Color

Inés

De pronto, el blanco. Como un bofetón, el blanco hizo que me detuviera. No, no fue el blanco, sino una mujer, una doncella. Se encontraba de pie en mitad de la calle, donde apenas quedaban encendidos un par de candiles; los suficientes como para que su luz se reflejara exageradamente en ella.  Sí, me había detenido por el blanco.
En ella, todo era blanco. Llevaba una capa blanca que cubría un vestido blanco. Poco a poco se llevó las manos, blancas como la nieve, a la capucha que cubría su cabeza, y la deslizó suavemente sobre esta, descubriendo un cabello blanco.  

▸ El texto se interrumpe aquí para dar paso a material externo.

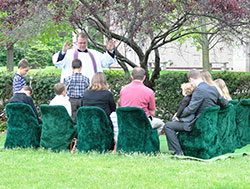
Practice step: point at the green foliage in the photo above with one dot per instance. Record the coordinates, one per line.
(168, 92)
(18, 54)
(39, 55)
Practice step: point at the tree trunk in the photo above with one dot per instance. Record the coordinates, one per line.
(205, 53)
(205, 46)
(10, 58)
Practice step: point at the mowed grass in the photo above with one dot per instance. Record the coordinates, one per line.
(28, 168)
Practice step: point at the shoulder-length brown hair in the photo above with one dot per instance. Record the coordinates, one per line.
(99, 82)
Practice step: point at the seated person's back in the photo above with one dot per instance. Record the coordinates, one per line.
(61, 98)
(23, 96)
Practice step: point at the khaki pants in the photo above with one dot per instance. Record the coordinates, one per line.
(75, 104)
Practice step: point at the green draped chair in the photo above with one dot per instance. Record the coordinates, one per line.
(94, 130)
(135, 133)
(226, 126)
(243, 121)
(58, 129)
(23, 128)
(202, 141)
(234, 101)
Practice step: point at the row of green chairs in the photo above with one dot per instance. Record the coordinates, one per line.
(93, 129)
(218, 131)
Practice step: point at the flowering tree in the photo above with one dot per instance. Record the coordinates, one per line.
(131, 22)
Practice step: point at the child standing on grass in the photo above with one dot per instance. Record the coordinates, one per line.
(187, 90)
(19, 80)
(76, 85)
(113, 117)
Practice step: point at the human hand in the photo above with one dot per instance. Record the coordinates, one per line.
(111, 45)
(66, 46)
(174, 117)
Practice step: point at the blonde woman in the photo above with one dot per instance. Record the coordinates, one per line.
(187, 90)
(99, 95)
(222, 85)
(207, 77)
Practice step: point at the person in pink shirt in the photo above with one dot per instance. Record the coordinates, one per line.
(136, 94)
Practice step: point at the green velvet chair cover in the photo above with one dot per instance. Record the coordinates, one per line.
(58, 129)
(23, 127)
(135, 133)
(226, 126)
(243, 121)
(234, 101)
(94, 130)
(202, 141)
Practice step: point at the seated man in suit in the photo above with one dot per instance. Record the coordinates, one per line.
(203, 96)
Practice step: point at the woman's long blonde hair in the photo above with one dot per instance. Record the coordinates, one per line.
(223, 87)
(98, 82)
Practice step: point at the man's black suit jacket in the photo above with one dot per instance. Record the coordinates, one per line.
(203, 96)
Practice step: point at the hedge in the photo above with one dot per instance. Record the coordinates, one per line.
(167, 90)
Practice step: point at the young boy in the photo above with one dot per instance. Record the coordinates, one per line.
(19, 80)
(61, 98)
(76, 84)
(24, 96)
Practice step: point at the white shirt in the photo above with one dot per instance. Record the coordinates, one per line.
(102, 61)
(62, 100)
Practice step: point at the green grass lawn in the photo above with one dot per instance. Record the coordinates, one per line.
(27, 168)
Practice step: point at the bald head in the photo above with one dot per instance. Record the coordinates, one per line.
(194, 74)
(138, 73)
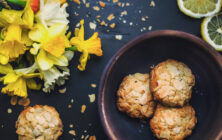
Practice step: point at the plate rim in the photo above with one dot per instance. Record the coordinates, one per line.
(146, 36)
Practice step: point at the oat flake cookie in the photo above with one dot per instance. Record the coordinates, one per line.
(134, 96)
(39, 123)
(171, 83)
(173, 123)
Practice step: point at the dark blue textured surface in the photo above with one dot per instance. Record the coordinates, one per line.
(165, 15)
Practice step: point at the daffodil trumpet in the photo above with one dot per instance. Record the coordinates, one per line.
(12, 46)
(17, 81)
(87, 47)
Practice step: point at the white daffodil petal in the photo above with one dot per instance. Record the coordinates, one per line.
(28, 70)
(51, 13)
(5, 69)
(57, 29)
(51, 77)
(61, 80)
(60, 61)
(69, 55)
(4, 59)
(43, 61)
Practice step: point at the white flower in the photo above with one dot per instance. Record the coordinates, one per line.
(54, 76)
(51, 13)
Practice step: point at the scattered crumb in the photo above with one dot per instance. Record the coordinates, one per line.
(87, 5)
(83, 108)
(150, 28)
(92, 98)
(115, 1)
(102, 4)
(119, 37)
(92, 137)
(76, 14)
(123, 4)
(71, 125)
(102, 23)
(77, 1)
(93, 85)
(9, 110)
(69, 106)
(13, 100)
(152, 4)
(110, 17)
(96, 8)
(86, 137)
(77, 25)
(119, 4)
(24, 101)
(72, 100)
(143, 19)
(131, 23)
(124, 13)
(113, 25)
(92, 26)
(72, 132)
(62, 91)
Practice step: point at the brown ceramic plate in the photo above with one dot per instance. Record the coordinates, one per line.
(150, 49)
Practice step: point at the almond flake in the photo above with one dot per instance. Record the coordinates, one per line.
(92, 98)
(62, 91)
(119, 37)
(87, 5)
(115, 1)
(113, 25)
(92, 137)
(83, 108)
(93, 85)
(152, 4)
(110, 17)
(150, 28)
(9, 110)
(13, 100)
(77, 1)
(124, 13)
(92, 26)
(24, 101)
(72, 132)
(96, 8)
(102, 4)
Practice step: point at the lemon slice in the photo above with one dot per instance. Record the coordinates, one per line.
(199, 8)
(211, 31)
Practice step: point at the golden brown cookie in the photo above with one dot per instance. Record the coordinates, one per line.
(134, 96)
(173, 123)
(171, 83)
(39, 123)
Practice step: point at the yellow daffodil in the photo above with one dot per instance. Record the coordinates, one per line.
(52, 43)
(90, 46)
(12, 46)
(17, 81)
(52, 12)
(14, 40)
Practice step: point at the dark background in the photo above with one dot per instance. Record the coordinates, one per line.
(165, 15)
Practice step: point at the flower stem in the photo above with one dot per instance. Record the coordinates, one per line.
(73, 48)
(18, 2)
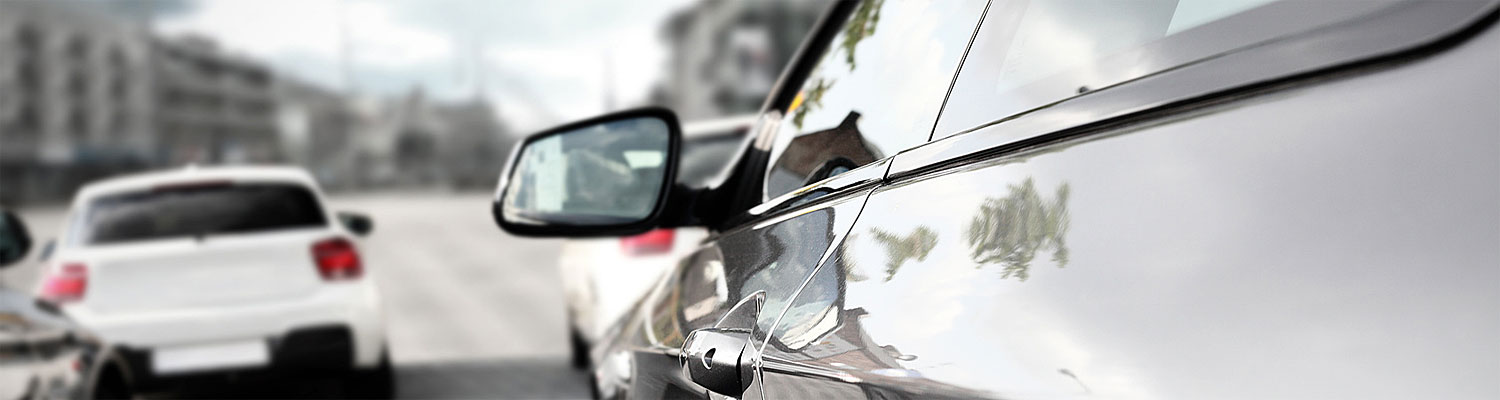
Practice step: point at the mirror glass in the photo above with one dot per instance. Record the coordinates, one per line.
(602, 174)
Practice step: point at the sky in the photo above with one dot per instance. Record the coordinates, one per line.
(540, 63)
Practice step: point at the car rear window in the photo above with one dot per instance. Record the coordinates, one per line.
(198, 210)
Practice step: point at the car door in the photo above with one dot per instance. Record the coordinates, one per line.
(1154, 240)
(821, 152)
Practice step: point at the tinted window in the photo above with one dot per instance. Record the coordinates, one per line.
(200, 210)
(704, 158)
(875, 92)
(1032, 53)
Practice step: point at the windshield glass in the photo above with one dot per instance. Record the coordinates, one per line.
(200, 210)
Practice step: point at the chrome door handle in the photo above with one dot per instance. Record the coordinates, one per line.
(719, 360)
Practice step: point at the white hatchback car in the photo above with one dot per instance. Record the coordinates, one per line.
(216, 270)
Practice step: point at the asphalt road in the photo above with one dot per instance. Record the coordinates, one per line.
(471, 312)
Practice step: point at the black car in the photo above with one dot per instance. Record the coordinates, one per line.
(1067, 200)
(42, 352)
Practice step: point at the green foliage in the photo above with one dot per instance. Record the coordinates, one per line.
(1010, 231)
(860, 26)
(900, 249)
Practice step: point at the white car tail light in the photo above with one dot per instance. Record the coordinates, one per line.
(336, 259)
(65, 283)
(650, 243)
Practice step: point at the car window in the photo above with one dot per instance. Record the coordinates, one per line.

Y después de hacerlo, desvió la vista y me miró fijamente. Y, enmarcadas por unas cejas blancas y unas pestañas blancas, me encontré mirando a unos ojos rojos como la sangre. Tenía la boca entreabierta, y de unos labios carnosos y pálidos, un poco de vaho emanaba de ellos. De pronto fui consciente del frío que hacía.

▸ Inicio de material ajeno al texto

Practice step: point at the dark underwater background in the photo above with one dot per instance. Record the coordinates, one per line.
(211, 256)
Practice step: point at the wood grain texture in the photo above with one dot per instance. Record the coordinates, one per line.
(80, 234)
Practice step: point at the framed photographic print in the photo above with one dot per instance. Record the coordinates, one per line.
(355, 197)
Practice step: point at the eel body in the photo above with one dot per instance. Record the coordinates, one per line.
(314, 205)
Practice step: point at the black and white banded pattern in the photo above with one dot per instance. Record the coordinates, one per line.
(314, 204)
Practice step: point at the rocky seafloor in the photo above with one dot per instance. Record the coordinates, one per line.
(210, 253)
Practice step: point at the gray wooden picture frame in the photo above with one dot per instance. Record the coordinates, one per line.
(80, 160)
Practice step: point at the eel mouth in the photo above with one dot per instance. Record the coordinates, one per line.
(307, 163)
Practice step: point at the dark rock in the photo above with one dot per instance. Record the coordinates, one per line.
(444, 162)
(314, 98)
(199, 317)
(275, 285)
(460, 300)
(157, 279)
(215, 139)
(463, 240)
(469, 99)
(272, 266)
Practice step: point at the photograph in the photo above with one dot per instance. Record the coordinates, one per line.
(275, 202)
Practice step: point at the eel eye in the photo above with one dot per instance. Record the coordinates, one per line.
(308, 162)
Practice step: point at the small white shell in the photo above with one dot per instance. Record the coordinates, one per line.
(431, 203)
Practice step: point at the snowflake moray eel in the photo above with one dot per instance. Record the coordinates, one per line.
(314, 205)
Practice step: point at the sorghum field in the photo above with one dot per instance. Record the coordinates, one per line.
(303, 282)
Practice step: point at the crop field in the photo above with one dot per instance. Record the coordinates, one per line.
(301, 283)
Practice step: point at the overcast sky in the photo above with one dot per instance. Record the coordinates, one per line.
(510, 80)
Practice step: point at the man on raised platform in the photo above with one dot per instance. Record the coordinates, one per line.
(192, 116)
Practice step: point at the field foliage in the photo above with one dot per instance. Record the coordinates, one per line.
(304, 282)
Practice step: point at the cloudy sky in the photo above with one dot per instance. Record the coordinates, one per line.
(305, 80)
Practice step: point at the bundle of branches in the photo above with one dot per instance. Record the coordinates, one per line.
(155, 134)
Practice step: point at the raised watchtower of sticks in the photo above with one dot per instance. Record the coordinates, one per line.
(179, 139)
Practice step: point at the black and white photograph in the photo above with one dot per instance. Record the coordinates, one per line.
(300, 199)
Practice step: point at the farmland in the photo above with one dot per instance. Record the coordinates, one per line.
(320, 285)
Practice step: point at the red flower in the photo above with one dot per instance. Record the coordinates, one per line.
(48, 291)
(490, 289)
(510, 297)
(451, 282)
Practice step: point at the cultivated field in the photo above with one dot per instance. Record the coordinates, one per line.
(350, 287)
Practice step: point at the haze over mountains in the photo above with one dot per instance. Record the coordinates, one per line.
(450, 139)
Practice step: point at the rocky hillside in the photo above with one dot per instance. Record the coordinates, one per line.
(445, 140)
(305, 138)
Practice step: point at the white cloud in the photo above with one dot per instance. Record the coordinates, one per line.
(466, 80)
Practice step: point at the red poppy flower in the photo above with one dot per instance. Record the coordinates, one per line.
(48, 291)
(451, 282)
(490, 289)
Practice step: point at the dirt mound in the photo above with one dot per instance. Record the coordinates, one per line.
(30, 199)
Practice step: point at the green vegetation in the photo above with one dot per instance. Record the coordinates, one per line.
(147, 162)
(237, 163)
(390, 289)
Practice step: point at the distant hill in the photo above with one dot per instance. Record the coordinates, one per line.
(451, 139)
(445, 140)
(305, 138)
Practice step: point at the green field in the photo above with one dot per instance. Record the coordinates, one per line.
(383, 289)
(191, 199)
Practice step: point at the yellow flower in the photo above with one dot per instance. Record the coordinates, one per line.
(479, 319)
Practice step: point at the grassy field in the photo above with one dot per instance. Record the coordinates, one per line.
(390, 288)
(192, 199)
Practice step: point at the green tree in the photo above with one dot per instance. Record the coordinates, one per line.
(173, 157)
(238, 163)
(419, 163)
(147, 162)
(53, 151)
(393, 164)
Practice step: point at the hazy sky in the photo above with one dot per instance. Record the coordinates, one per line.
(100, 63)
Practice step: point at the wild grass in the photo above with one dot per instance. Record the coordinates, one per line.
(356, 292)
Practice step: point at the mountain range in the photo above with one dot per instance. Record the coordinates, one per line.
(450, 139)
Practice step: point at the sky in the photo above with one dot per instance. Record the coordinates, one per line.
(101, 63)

Mirarla era doloroso. No porque tuviera un aspecto… extraño. Me dio por pensar que dolía por la intensidad del color. Es decir, el blanco… bueno, al mirar al cielo negro, estrellado, uno no puede hacer más que divagar, relajarse. Es como mirar a la nada. Pero aquella concentración de blanco dolía a la vista, como si fuera un todo, como si todos los colores del mundo se hubiesen juntado en una sola persona, y la luz que reflejaba era la luz de la inmensidad.
Ninguno desviamos la mirada durante unos minutos. Yo no podía apartar la vista de aquellos ojos rojos, que conseguían aliviar la intensidad del color blanco en ella, pero a la vez me llenaban de inquietud, pues ¿quién, en la tierra, tiene los ojos de aquel color? Ella me miraba como sopesando algo, como… si calculara. Un escalofrío me recorrió la espalda. Ya no expiraba vaho.
Después, no pude recordar nada. Sólo aquellos ojos rojos, y todo el blanco. Puro, como un lienzo sin marcar, como el sudario que envolvió a Cristo. Aunque estaba débil y desorientado, sólo pude pensar que alguien envuelto de aquel color, de aquella amalgama de colores concentrados en uno, no podría hacerme daño alguno. ¿Pues no eran blancas las túnicas de los ángeles que representaban los grandes artistas? Pero luego recordé sus ojos. Rojos, como las llamas del infierno.

¿Acaso me había cruzado con un demonio disfrazado de ángel?